T_feed = (L - 1)×T_physical
T_rx = T₁ + T₂/G₁ + T₃/(G₁G₂) + ...
G/T = G_ant(dBi) - 10log₁₀(T_sys)
T = 290×(10^(NF/10) - 1) K
Frequently Asked Questions
When should I use noise temperature vs noise figure?
Use noise temperature when: (1) The antenna noise temperature is significantly different from 290K (satellite links, radio astronomy, cold-sky systems). (2) You need precise noise accounting for high-sensitivity systems. (3) Comparing receiver front ends for space or scientific applications. Use noise figure when: (1) Working with standard 50-ohm test environments (the noise figure definition assumes a 290K source). (2) Comparing commercial components (datasheets specify NF, not noise temperature). Convert between them: T = 290×(10^(NF/10)-1) and NF = 10×log10(1+T/290). They carry exactly the same information; the choice is about convenience and precision for the application.
How do I reduce system noise temperature?
In order of impact: (1) Use the lowest-NF LNA possible and place it closest to the antenna (minimize feed loss). A 0.3 dB NF LNA contributes T_LNA = 20K. A 1.0 dB NF LNA: 75K. Difference: 55K. (2) Minimize feed loss: use the shortest possible waveguide/cable between antenna and LNA. Each 0.1 dB saved reduces T_feed by 6.7K. (3) Increase LNA gain: higher first-stage gain reduces the contribution of subsequent stages. 30 dB LNA gain means the second stage contributes T_2/1000 (negligible). (4) Reduce antenna sidelobe level: lower sidelobes pick up less ground noise. (5) Cool the LNA: cryogenic cooling (15-20K LNA physical temperature) reduces T_LNA to 3-5K for the best space-qualified HEMTs. Used in radio astronomy and deep-space receivers.

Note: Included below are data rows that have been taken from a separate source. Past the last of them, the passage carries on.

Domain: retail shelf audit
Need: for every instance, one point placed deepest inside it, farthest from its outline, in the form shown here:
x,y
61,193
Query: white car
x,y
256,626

What is a typical G/T for different systems?
LEO satellite terminal (handheld, 1.6 GHz): G/T = -24 dB/K (low gain, high noise). VSAT terminal (1.2 m dish, 12 GHz): G/T = 15-20 dB/K. Satellite earth station (3 m dish, 12 GHz): G/T = 25-30 dB/K. Large earth station (9 m, with cryogenic LNA): G/T = 35-40 dB/K. Radio telescope (25 m, cryogenic): G/T = 50-60 dB/K. DSN 70 m antenna (Goldstone): G/T ≈ 67 dB/K at S-band (the highest-sensitivity receiving system on Earth).